O impacte duma epidemia de gripe – em termos de incidência e gravidade -
depende do grau de variação antigénica do novo vírus (i.e., da identidade
antigénica em relação a vírus previamente circulantes), da sua virulência
(relacionada com o número e tipo de tecidos capazes de clivar a HA) e com
o grau de imunidade prévia da população infectada (Steinhoff, 2007).

2 Pandemias de gripe

As pandemias de gripe são epidemias globais provocadas por vírus influenza


do tipo A capazes de infectar o Homem e de provocar doença clinicamente
aparente e grave. Atendendo a que são provocadas por vírus completamente
novos, em resultado de variações major, virtualmente todos os indivíduos
são susceptíveis a estes vírus.
Um pressuposto fundamental para que um vírus apresente potencial
pandémico consiste na capacidade de transmissão interpessoal de forma
eficiente e sustentável (WHO, 2005), traduzida por um número reprodutivo
básico (Ro) superior a 1 (epidemia auto-sustentável).
A primeira pandemia de gripe (a “peste de Atenas”) terá sido reportada por
Tucídides, contemporâneo de Hipócrates (De Jong, 2007).
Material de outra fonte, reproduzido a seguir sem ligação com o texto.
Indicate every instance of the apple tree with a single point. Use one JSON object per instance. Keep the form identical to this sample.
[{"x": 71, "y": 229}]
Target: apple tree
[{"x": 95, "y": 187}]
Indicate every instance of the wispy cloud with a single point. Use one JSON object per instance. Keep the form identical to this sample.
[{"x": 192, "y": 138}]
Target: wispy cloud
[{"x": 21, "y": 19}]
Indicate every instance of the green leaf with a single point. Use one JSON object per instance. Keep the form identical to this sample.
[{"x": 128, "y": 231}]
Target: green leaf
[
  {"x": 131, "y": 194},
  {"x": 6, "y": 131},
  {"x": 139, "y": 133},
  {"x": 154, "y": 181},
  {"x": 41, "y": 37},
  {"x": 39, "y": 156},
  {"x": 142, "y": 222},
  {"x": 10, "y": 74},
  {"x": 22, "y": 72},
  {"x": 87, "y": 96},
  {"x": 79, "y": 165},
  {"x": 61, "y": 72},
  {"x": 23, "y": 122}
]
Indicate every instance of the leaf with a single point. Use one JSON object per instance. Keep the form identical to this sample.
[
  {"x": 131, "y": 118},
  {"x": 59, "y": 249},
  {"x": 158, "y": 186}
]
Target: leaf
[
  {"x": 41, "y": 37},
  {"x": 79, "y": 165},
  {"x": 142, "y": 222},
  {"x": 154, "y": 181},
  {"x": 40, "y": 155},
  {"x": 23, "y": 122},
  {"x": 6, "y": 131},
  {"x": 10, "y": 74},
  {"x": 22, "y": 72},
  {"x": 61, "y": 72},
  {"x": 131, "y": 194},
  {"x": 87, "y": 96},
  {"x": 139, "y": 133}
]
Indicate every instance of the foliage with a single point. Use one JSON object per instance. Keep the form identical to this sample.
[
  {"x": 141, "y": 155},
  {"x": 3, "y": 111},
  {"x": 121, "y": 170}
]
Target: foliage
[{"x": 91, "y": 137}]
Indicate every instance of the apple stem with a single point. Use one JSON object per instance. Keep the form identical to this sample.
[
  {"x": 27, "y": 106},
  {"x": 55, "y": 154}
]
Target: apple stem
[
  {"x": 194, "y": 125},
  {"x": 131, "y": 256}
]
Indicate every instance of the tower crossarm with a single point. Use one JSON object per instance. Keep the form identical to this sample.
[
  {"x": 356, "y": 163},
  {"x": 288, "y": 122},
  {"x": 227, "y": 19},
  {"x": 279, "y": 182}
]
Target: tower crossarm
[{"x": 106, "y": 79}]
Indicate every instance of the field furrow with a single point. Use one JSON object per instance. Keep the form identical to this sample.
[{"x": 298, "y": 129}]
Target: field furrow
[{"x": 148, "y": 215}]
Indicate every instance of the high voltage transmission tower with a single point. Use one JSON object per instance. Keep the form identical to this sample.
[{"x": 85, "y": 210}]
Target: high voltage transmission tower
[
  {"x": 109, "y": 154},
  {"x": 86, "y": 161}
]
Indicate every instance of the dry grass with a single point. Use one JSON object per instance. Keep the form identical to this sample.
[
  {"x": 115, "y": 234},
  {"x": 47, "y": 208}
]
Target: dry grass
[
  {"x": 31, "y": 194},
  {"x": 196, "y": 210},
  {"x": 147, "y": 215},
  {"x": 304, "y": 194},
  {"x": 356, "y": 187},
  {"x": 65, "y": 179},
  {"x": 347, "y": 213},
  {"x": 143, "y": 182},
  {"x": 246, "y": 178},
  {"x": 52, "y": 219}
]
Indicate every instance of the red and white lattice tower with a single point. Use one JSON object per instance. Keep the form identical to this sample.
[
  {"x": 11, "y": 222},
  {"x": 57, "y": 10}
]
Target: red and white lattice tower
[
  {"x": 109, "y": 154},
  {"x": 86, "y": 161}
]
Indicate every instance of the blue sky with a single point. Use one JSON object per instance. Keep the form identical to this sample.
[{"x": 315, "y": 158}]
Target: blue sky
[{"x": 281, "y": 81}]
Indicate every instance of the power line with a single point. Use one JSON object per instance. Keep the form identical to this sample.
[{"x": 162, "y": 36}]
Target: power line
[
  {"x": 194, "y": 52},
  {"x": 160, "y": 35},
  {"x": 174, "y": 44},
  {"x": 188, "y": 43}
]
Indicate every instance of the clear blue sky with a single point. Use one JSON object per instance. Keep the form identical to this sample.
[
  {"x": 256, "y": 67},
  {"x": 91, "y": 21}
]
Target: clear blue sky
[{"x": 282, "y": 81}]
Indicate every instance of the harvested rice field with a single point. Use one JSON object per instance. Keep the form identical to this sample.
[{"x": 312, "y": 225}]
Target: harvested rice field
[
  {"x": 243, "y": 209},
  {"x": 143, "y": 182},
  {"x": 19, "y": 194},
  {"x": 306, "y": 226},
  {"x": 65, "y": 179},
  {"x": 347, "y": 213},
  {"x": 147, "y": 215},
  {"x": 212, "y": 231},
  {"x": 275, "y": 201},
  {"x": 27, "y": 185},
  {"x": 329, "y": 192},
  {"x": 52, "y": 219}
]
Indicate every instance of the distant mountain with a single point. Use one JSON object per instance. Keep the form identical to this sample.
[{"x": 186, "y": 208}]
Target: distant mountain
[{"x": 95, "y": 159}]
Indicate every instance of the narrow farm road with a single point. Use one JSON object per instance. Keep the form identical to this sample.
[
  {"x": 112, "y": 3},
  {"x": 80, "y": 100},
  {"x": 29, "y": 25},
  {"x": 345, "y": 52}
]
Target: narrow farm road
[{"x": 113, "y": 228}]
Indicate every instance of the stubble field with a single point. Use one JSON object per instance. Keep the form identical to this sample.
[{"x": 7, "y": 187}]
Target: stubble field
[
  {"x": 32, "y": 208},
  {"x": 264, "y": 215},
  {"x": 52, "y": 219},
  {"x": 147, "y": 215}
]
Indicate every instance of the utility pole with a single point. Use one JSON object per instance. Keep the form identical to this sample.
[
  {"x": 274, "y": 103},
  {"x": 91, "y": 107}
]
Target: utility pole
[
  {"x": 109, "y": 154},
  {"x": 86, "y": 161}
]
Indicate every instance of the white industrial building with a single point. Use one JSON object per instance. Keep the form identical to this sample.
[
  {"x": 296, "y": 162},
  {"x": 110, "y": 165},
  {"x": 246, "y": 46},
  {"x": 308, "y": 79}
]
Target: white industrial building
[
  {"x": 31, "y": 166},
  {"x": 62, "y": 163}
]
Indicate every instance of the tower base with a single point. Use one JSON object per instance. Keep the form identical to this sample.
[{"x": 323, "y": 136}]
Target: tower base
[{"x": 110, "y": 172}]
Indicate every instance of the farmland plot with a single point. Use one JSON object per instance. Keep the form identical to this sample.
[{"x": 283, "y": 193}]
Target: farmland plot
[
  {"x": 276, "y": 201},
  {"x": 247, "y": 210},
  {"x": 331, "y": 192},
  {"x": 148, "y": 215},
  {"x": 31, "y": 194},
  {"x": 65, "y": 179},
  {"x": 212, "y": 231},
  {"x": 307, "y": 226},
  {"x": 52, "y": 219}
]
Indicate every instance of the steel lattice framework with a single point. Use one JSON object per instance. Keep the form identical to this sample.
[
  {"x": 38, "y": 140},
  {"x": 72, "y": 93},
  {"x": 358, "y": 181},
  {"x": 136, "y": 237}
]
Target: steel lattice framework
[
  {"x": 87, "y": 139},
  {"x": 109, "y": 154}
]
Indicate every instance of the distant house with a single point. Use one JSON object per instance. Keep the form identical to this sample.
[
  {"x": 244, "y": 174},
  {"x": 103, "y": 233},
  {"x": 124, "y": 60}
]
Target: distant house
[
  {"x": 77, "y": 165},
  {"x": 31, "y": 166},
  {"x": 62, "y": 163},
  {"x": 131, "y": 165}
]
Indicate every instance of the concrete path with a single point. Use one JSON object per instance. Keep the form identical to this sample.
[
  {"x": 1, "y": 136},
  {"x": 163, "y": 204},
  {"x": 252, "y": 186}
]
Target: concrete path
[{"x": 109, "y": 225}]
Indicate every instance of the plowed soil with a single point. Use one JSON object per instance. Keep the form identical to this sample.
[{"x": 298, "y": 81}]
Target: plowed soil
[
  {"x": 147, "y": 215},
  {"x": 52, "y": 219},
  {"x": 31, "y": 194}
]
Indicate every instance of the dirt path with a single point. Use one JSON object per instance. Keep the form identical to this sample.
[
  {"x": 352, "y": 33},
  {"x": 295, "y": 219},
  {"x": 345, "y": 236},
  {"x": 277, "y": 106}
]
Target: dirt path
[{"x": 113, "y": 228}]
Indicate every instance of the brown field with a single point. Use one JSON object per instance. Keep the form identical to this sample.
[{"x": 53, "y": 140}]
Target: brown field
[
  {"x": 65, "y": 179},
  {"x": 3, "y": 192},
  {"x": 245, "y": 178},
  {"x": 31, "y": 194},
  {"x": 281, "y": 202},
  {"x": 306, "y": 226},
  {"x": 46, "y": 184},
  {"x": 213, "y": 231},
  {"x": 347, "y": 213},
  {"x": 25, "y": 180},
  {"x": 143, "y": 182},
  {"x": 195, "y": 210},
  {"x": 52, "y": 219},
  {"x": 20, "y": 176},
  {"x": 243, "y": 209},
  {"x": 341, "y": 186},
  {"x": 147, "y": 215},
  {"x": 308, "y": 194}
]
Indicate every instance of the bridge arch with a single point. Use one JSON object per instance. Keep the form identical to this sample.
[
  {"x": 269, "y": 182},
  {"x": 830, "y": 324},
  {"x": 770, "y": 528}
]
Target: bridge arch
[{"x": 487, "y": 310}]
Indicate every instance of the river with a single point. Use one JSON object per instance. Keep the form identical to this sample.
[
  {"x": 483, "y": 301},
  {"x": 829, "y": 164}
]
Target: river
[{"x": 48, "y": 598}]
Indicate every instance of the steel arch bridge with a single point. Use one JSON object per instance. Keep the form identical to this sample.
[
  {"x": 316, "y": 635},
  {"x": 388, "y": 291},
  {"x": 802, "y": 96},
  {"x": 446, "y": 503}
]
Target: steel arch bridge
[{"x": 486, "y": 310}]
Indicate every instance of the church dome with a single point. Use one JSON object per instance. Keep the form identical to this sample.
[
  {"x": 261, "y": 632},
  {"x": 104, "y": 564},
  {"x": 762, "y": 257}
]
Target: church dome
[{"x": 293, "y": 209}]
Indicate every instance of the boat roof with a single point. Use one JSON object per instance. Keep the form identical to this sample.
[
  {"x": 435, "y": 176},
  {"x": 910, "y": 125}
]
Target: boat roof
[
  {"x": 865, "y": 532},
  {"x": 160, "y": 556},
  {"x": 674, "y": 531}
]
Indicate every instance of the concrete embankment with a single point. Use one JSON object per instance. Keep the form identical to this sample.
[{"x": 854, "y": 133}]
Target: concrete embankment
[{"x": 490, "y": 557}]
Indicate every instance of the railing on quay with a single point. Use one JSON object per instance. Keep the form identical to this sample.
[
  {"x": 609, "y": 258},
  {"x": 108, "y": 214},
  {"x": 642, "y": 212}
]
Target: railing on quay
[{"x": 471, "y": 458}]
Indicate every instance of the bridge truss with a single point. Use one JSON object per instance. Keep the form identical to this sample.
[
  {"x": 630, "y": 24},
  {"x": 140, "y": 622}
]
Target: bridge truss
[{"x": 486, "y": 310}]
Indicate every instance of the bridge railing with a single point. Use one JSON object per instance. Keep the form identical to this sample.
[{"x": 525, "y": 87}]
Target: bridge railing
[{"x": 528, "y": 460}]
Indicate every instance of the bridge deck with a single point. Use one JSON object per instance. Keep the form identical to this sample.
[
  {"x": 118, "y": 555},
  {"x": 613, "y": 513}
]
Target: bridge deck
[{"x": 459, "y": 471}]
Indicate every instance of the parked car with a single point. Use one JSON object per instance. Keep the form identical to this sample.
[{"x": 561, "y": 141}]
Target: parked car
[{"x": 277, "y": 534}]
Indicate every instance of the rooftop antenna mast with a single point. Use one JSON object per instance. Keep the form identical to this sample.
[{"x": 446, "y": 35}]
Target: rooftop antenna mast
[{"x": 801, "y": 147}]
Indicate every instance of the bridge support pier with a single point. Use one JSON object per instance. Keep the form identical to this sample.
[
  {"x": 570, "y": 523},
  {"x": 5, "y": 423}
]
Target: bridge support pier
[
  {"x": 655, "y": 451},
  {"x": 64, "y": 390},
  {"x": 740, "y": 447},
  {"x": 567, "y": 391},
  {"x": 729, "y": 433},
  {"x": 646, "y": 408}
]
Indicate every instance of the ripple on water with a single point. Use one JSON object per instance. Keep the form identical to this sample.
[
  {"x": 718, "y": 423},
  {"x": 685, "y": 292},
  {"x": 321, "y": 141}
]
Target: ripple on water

Nos últimos três
séculos verificaram-se 10 pandemias de gripe (Osterholm, 2005).
Durante o século XX houve 3 pandemias de gripe: 1918, 1957 e 1968. A
pandemia de 1918, a mais mortal de toda a História Moderna, terá sido
responsável por mais de 100 milhões de mortes em todo o Mundo (Johnson
& Mueller, 2002, De Jong, 2007). Em 1918, foram registados em Portugal
55 780 óbitos por gripe e 6 730 óbitos por pneumonia (Lacerda Rascoa et
al., 2007).
Atendendo à sua elevada transmissibilidade e ao facto de virtualmente toda a
população ser susceptível à infecção, as pandemias disseminam-se
globalmente com elevada rapidez (i.e., em menos de um ano), causando
doença em pelo menos 25% da população mundial (WHO, 2005).
A emergência dos vírus influenza pandémicos resulta de dois processos
principais: recombinação genética (reassortment) e mutação adaptativa
(WHO, 2005). As pandemias de 1957 e 1968 emergiram de vírus
recombinantes, enquanto que o vírus pandémico de 1918 terá evoluído por
um processo de mutação adaptativa (WHO, 2005, De Jong, 2007, George,
s.d.).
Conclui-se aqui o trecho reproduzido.